Recuerdo aquella vez cuando, saliendo de la facultad, saludé a un pibe que no tenía la más remota idea quién era. O sea, me acerqué convencido de conocerlo y una vez allí no supe qué carajo estaba haciendo. Llegamos a entablar una pequeña charla-comodín, uno de esos intercambios que se pueden sostener con cualquiera, incluso si ese otro es un desconocido: Qué hacés, negro, cómo andas?, Bien, todo bien, y vos?, Bien, todo en orden?, Bien, ahí andamos, Chau, nos vemos, Chau.
Perplejo, seguí caminando hacia la parada del bondi. Rapidamente entré en un estado de absorción total, de completa compenetración, obligado por aquella adivinanza que se había planteado en mi cabeza. Comencé a dedicarme de lleno a una Revisión Histórica de las Instituciones y los Momentos Vividos en torno a ellas. Al pibe ese lo conocía –me dije- y además tenía la sensación que era flor de chabón, un tipo con grandes intenciones, afable y compañero. Solamente tenía una pregunta: ¿quién demonios era?
Me lo había cruzado a la salida de la facultad, pero tenía la certeza que no había sido compañero en ninguna de las quince materias que había cursado como estudiante de Comunicación. Proseguí, entonces, con las otras opciones. Laburaba en la fotocopiadora del Centro de Estudiantes. No. En el kiosco del segundo piso, frente al aula 201, con el ciego. No. En el bar del primer piso, con la mina del vaso de Pepsi y Jorgito a un peso. No. En la fotocopiadora frente a las escaleras o en la que estaba a la vuelta, sobre la calle Franklin, con los espirales de plástico atrapados en redes estilo medio-mundo colgadas del techo. Tampoco. Operador de radio en el estudio del tercer piso.

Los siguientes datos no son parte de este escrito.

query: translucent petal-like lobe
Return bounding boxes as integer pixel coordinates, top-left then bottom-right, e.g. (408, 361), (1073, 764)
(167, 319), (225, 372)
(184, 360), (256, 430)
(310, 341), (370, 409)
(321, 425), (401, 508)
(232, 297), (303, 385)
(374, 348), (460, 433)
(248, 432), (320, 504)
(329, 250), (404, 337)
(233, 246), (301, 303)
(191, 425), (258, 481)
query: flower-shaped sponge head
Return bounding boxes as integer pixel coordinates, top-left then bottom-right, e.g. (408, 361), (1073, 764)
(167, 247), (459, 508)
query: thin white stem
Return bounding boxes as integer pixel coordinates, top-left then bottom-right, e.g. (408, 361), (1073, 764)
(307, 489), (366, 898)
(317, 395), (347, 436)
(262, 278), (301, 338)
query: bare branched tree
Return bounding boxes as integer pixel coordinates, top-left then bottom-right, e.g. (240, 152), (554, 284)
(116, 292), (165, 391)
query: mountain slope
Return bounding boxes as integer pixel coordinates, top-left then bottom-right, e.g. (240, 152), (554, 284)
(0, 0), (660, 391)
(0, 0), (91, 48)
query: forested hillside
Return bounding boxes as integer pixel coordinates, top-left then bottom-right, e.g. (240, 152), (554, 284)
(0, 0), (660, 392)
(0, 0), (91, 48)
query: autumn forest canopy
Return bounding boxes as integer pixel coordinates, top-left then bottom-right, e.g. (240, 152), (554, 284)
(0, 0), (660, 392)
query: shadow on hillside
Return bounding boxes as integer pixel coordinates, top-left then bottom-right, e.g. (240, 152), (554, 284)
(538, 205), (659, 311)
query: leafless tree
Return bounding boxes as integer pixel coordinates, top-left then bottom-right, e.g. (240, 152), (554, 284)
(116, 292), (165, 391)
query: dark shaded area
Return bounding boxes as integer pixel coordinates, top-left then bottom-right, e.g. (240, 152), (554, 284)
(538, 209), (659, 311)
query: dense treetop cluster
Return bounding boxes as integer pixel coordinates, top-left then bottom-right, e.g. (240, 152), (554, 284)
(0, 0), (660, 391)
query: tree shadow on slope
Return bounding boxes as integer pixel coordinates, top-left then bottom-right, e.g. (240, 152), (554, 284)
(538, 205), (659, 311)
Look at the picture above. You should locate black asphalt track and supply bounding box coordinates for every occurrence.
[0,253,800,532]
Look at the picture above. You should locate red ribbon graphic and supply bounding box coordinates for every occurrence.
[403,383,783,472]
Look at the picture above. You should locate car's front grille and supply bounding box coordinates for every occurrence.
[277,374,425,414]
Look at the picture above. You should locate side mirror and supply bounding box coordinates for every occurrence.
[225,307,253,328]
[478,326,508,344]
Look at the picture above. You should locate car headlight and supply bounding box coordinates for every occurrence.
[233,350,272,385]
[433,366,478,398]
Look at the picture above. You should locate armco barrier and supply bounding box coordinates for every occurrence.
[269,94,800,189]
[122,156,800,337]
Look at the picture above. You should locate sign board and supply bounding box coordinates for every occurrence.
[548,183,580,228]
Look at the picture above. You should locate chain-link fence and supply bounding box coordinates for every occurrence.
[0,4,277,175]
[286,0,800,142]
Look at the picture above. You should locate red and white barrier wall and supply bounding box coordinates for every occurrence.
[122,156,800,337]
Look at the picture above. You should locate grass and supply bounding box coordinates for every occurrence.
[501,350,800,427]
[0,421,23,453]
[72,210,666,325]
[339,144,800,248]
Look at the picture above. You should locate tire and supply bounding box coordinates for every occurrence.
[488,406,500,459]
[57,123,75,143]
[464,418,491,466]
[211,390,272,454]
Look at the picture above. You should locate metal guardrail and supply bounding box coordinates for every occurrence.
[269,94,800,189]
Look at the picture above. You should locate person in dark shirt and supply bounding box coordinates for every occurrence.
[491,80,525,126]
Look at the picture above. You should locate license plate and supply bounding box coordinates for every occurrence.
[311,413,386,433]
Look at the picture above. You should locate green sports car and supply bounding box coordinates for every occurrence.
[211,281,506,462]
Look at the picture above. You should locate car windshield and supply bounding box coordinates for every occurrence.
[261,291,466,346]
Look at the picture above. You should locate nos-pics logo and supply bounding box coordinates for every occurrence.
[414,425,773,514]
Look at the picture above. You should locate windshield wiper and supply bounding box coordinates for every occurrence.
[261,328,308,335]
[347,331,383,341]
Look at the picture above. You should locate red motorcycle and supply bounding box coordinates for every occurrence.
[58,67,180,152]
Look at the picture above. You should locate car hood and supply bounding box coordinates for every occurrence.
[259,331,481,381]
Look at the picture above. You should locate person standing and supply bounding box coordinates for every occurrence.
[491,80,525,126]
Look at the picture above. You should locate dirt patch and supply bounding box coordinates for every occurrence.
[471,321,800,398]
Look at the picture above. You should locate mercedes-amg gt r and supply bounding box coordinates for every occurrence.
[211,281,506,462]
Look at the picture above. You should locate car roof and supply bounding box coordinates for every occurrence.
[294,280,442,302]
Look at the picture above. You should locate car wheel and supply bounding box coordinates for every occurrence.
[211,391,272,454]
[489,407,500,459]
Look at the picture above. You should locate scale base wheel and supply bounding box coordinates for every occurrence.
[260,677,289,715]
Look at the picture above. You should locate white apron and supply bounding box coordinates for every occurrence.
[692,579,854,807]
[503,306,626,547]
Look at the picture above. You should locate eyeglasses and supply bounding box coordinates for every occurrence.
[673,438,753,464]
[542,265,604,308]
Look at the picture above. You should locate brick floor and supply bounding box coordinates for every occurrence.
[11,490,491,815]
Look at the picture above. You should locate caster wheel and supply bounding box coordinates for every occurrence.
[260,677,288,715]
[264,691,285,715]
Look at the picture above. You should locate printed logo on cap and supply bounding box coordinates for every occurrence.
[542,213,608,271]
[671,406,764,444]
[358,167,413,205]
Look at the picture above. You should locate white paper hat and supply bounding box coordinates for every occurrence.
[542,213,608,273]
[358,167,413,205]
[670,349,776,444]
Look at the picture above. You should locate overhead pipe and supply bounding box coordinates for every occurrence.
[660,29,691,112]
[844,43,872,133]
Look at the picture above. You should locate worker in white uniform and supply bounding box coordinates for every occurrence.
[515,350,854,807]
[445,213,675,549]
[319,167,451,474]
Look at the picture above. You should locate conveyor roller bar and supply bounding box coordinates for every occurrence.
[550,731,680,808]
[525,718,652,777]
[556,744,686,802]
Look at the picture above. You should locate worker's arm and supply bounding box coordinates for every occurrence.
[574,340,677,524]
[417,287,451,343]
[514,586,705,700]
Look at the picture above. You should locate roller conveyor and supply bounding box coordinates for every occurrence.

No, ese era gordo también, pero distinto y más cabrón. Docente tampoco era: no tenía imágenes del pibe impartiendo conocimiento, ni siquiera postales secundarias de ayudante tímido y primerizo. En el estudio de TV, pulsando botoncitos y moviendo palancas tipo nave de Buck Rogers en el siglo XXV. No, ni a palos. Tal vez trabajaba en las cabinas telefónicas de la planta baja, siempre quedándose con los 3 centavos de diferencia entre los 0,22 del pulso y los 0,25 que le pagabas. No, éste definitivamente era buen tipo. Más que bueno: ¡era un verdadero fenómeno!. Vendedor de bastones de jamón y queso en la entrada de la calle Ramos. No, vendedora había una sola, una rica piba siempre con su hija en brazos.
Continué así un rato con la requisa por los documentales de mi memoria, pero al final sólo pude extraer una conclusión nítida: la facultad estaba llena de personajes y aunque no pensara en ellos todos los días, a la mayoría los conocía. O sea, podía recordarlos. De alguna manera, ya eran parte de las fotos que habitaban la repisa de mi vida, participantes de un mundo subterráneo pero latente, oscuro pero siempre presente, enérgico en su disimulo.
Casi sin darnos cuenta, todo el tiempo estamos construyendo lazos con los otros. Comprás diez caramelos Billiken y la viejita del kiosco ya es parte de tu historia. Para siempre, su cara, pero más que nada el roce de su mano arrugada cuando le diste las monedas, se imprime en una parte tuya, en tu cuerpo. Allí donde transitamos hay una relación, un intercambio minúsculo al que no somos ajenos, aunque por cierto tiempo así permanezcamos.
En la ciudad, miles de caras anónimas pasan todos los días frente a nuestros ojos. Algunas se repiten, como las de aquellos que comparten nuestro mismo tren, subte o colectivo, o las de la gente del barrio que vemos en el supermercado, la ferretería, el lave-rap. Rostros de “nadies” que se nos van haciendo familiares y que –inconscientemente- pasan a formar parte de nuestras vidas.